Les impayés en Ehpad fragilisent leur équilibre financier, il leur est d'autant plus nécessaire d'être vigilants en amont de l'admission du résident.
Prévenir les impayés de frais de séjour
L'affaire d'impayés jugée par la Cour d'appel le 11 mai 2023* est caricaturale : le résident admis est âgé de 91 ans, une autonomie limitée, isolé, pas de personne de confiance, pas de caution, pas d'APA, 3400 euros de frais de séjour pour une retraite de 1500 euros ! Caricaturale mais riche d'enseignement. Que dit l'arrêt de la Cour ? En sa qualité de « professionnel de l'hébergement des personnes âgées », il appartenait à l'Ehpad de « s'assurer de la capacité de ce résident à assumer les frais de séjour » et si tel n'était pas le cas, de « l'aider à entreprendre des démarches » afin qu'il bénéficie de l'aide sociale légale et de l'APA. De ce fait, le défaut de règlement des frais de séjour était dû « à la négligence » de l'Ehpad... La Cour confirme « des fautes dans l'exécution du contrat de séjour » (jugement en première instance).
Plan de financement
La prévention des impayés s'anticipe bien avant la première facture et doit s'appuyer sur un contrat de séjour (et annexes) clair et juridiquement solide qui précise les conditions de facturation et de paiement, les recours en cas d'impayés et les modalités de rupture anticipée. En amont ? « La question des finances ne doit pas être éludée avant l'admission en Ehpad » insiste Jennifer Ripert, avocate et formatrice, qui plaide d'ailleurs pour la généralisation des commissions d'admission : « il n'est en tout cas pas suffisant de demander le montant de la retraite» - ce qui arrive souvent dans le public quand la personne admise sort de l'hôpital. Epargne, patrimoine, dettes, situation des obligés alimentaires (« souvent près de la retraite »), cautionnement, tout doit être mis sur la table, l'idéal, pour elle, étant d'avoir un plan de financement sur plusieurs années, calé sur la durée moyenne du séjour dans l'Ehpad. Evidemment, le travail en amont « suppose un échange approfondi avec la famille ».
La demande d'aide sociale
Pour bénéficier de l'aide sociale à l'hébergement (ASH), le résident ou sa famille doivent déposer un dossier de demande au conseil départemental, une démarche souvent fastidieuse et parfois conflictuelle. Or l'ASH n'est rétroactive qu'à la date de dépôt et les obligés alimentaires ne sont pas contraints de participer tant qu'aucune décision judiciaire n'a été rendue. l'Ehpad a donc intérêt à donner un délai clair de dépôt, idéalement un mois après l'admission (avec récépissé comme justificatif) pour éviter une accumulation de la dette sur plusieurs mois, parfois jusqu'à sa prescription...Pour rappel selon le Code de la consommation, les dettes liées à des prestations de services, y compris les frais de séjour en Ehpad, se prescrivent au bout de deux ans. Les Ehpad doivent mettre en place une politique de relance amiable dès le premier impayé. Alors que leur trésorerie est souvent en souffrance, le temps joue contre eux.
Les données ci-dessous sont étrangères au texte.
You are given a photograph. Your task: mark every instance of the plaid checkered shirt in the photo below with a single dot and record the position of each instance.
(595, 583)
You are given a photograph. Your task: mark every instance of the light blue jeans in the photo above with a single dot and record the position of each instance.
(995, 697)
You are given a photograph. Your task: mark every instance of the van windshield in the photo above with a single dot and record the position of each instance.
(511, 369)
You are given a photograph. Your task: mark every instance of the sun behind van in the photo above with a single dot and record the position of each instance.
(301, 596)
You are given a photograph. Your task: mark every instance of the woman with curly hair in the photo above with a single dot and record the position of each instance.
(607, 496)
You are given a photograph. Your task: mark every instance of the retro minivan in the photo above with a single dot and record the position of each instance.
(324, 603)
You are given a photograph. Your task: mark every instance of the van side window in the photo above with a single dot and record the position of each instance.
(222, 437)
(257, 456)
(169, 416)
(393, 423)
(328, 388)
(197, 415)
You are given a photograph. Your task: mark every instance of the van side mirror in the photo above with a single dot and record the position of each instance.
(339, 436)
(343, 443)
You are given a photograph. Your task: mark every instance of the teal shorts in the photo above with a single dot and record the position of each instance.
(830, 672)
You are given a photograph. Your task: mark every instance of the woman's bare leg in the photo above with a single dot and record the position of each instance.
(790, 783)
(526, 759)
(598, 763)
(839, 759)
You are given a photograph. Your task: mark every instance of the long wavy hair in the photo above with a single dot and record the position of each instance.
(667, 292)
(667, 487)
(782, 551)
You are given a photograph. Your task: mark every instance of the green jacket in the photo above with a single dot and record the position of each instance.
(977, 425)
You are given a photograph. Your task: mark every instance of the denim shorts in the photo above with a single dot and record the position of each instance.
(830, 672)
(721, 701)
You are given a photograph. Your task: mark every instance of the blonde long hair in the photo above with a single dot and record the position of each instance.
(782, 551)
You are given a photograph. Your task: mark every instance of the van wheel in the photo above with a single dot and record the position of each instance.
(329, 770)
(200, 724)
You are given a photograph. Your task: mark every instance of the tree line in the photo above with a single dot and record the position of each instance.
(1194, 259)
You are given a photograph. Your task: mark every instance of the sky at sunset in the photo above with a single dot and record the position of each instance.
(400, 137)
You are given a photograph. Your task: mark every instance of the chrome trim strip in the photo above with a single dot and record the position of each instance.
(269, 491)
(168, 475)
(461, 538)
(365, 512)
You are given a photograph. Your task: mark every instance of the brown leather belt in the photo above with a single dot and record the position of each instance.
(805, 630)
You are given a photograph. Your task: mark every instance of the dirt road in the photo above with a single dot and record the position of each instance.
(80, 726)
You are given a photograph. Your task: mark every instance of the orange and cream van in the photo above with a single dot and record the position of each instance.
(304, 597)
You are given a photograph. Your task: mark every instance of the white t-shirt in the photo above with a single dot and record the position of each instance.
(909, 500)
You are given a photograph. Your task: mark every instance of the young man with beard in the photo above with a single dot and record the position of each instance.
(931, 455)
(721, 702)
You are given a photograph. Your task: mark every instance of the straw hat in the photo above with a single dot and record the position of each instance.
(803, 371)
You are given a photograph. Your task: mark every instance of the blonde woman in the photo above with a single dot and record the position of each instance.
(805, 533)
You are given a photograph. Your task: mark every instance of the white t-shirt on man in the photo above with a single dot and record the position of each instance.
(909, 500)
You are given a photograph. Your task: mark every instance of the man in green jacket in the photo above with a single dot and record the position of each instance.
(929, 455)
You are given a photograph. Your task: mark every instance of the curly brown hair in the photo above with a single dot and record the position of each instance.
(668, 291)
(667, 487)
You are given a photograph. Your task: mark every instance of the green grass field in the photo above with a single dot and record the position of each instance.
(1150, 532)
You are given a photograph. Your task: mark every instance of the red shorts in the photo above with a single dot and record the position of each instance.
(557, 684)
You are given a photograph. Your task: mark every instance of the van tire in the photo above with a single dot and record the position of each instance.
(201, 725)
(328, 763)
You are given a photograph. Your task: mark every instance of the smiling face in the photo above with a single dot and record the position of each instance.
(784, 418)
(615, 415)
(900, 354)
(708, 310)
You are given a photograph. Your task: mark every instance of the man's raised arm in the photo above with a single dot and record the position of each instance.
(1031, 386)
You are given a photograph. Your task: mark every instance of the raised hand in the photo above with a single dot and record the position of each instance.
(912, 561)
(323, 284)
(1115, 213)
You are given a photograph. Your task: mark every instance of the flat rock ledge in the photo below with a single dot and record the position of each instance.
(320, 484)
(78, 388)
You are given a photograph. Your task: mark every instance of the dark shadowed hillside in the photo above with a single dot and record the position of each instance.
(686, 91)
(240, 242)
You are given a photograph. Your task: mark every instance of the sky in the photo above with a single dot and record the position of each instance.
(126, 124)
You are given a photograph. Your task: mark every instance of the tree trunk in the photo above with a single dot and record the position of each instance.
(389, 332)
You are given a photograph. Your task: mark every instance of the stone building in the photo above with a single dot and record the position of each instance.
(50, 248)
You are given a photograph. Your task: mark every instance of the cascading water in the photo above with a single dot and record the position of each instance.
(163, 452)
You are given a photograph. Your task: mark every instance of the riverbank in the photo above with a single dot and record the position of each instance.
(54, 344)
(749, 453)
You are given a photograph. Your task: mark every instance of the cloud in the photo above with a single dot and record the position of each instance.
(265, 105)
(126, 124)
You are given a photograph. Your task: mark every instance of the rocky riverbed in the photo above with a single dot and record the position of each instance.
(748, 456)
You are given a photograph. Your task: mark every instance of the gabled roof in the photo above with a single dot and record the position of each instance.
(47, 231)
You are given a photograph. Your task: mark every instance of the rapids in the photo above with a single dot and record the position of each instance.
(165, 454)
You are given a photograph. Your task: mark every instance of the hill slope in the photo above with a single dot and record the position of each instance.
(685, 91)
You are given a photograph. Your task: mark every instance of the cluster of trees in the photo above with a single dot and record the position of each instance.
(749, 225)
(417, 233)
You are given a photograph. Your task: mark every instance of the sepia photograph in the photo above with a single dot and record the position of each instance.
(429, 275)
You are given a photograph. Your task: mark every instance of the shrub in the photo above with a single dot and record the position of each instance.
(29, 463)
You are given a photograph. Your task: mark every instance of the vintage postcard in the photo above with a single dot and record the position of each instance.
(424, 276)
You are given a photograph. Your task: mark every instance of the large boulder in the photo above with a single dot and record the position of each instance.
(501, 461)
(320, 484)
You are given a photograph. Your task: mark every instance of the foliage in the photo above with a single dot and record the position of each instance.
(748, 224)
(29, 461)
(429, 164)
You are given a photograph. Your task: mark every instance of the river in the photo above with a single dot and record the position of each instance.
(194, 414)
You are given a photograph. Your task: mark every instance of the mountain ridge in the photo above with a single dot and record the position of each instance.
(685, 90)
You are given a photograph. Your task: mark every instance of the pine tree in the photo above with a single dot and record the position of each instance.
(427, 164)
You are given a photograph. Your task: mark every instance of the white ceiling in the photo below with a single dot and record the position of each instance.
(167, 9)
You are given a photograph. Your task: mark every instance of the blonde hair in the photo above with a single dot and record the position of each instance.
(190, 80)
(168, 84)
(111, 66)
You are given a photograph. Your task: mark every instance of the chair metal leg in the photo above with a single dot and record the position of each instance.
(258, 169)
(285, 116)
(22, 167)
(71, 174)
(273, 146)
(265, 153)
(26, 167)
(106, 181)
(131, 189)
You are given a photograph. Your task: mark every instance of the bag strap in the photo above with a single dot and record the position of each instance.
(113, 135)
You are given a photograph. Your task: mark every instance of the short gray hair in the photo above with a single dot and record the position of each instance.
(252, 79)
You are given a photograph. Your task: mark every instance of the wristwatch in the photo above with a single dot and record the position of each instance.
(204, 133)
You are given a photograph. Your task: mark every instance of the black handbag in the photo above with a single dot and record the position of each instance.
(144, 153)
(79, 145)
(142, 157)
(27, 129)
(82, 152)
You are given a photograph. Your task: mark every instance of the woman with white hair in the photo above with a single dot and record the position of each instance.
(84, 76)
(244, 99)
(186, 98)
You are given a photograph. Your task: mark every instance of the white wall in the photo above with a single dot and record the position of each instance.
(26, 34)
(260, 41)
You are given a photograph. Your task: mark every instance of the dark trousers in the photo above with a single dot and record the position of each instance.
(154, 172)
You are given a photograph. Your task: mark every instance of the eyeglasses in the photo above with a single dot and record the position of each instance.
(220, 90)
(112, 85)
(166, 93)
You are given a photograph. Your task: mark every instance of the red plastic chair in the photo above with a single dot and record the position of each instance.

Attention : avec la mise en place des tarifs différenciés depuis le 1er janvier 2025**, la situation et les capacités contributives des nouveaux résidents doivent être examinés avec soin, en particulier ceux dont les ressources sont comprises entre le tarif habilité à l'aide sociale et le tarif « libre ».
Catherine Maisonneuve
*11 mai 2023, Cour d'appel de Paris RG n° 21/03862.